Rüschen, Reiz, Romantik

Zwei Schwestern aus Sydney erobern die internationale Modewelt
mit einer Mischung aus Anmut und Lebensfreude. Ihr Label ­Zimmermann steht für feminine Silhouetten, farbenfrohe Prints und un­beschwerte Sommerstimmung – Mode, die sofort Urlaubs­gefühle weckt und Leichtigkeit zum Lebensstil macht.

Von Silke Wichert

Irgendwo auf der Welt ist bekanntlich immer ­Sommer, und mittlerweile steht auch fest, was ­viele Frauen irgendwo auf der Welt dabei am liebsten tragen: romantische Rüschenkleider, be­druckte Leinensachen oder verspielte Swimwear von Zimmer­mann. Kaum ein Label wird so sehr mit Leichtigkeit, gutem Wetter, noch besserer ­Laune und Ferienstimmung assoziiert wie die Marke aus Australien – erst recht, seit die Stücke häufiger in der Serie „The White Lotus“ auftauchten. Bereits in der zweiten Staffel trug Daphne (gespielt von Meghann Fahy) die fließenden, sorglos luxuriösen Entwürfe; in der kürzlich ausgestrahlten dritten Staffel, die in einem Luxusresort in Thailand spielt, war die Mittvierzigerin Laurie (Carrie Coon) in einem Trägerkleid mit Tropenprint sowie einem Badeanzug aus der aktuellen Kollektion zu sehen. Auch Piper (Sarah Catherine Hook), um die 20, ­hatte ein Zimmer­mann-Kleid an: lang, rückenfrei, mit „Ginger Paisley“. Das weiß man übrigens nicht, weil die PR-­Abteilung der Marke es sofort auf Insta­gram vermeldet hätte, sondern weil angefixte Zu­schauerinnen sich akribisch auf die Suche machten und ihre Rechercheergebnisse teilten.

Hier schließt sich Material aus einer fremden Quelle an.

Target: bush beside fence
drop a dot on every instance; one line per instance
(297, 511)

„Ich sollte das jetzt wahrscheinlich nicht sagen“, gesteht Simone Zimmermann, „aber ich habe nur die erste Staffel gesehen. Ich weiß gar nicht, wo unsere Sachen in der Serie genau vorkommen.“ „Aber mir hast du dann getextet, ob ich es gesehen hätte, wenn dich wieder jemand darauf angesprochen hat!“, schiebt ihre Schwester Nicky lachend hinterher. Die Stylistin der Serie, Alex ­Bovaird, wählte einfach aus und kaufte ein, was ihr für das Setting am authentischsten erschien: Dolce & Gabbana, abgefahrene Vintage-Teile aus einem Shop in Barcelona, ein bisschen Jacquemus, Valentino – und viel Zimmermann. „Wir hatten nur so eine ­Ahnung, dass wieder etwas von uns dabei sein würde“, sagen die beiden Schwestern.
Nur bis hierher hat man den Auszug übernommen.